LEYB RASHKIN (1903/1904-1942)
Born
Shoyel Fridman in Kuzmir (Kazimierz), Poland, he was the author of
stories. He was the manager of the local
Jewish cooperative bank and an iron merchant.
He died during WWII as he was fleeing to the Soviet Union. He began writing stories in the 1930s. He was part of the realistic wing in Yiddish
prose in Poland between the two world wars.

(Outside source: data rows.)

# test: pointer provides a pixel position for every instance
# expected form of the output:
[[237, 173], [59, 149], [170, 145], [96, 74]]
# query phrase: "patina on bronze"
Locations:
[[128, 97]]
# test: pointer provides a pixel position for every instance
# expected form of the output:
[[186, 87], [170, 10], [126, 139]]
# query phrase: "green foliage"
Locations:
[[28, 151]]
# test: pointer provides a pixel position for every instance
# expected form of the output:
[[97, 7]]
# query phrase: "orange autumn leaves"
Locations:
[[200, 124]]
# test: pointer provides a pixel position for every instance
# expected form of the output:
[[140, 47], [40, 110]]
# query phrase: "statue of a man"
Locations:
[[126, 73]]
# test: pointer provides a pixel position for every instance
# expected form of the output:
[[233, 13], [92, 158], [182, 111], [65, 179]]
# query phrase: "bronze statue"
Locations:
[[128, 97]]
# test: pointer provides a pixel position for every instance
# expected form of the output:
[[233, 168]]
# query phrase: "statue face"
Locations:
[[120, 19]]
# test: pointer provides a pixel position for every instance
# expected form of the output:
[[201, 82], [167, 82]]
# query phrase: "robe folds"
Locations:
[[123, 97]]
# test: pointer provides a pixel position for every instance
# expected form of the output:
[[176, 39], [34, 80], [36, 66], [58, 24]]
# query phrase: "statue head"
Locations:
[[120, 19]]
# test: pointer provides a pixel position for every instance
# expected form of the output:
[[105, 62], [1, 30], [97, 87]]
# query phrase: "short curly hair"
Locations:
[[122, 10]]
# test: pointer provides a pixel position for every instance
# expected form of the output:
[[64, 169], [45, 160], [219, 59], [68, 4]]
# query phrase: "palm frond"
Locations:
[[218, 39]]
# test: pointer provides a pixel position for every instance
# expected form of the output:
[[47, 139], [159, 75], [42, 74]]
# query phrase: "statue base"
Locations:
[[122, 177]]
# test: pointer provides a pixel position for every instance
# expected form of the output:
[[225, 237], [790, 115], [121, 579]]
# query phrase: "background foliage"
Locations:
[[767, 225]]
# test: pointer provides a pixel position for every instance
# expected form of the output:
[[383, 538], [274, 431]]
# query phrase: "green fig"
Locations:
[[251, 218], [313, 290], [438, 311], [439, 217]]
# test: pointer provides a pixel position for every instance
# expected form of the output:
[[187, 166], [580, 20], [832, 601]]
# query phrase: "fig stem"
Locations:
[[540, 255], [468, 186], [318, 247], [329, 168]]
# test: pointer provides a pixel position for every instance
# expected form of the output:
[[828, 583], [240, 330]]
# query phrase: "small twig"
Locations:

His only published book, Di
mentshn fun godlbozhits (The people of Godlbozhits) (Warsaw: Jewish
Universal Library, 1936), 604 pp., describes the shtetl with all of its Jewish
social classes and was warmly received by literary critics. He also published chapters of a novel in Vokhnshrift far literatur un kunst
(Weekly writing for literature and art).
“I would designate Rashkin,” noted Y. Y. Trunk, “as a very talented and
yet dialectical pen draftsman. Rashkin
knows to go around with the liveliness of the line [but] he lacks the sense of
the living precipitousness of color.”
Rashkin with his wife
Sources: Y. Y. Trunk, Di
yidishe proze in poyln in der tekufe tsvishn beyde ṿelt milkhomes (Yiddish
prose in Poland in the era of the two world wars) (Buenos Aires, 1949), pp.
97-101; Yeshurin archive, YIVO (New York).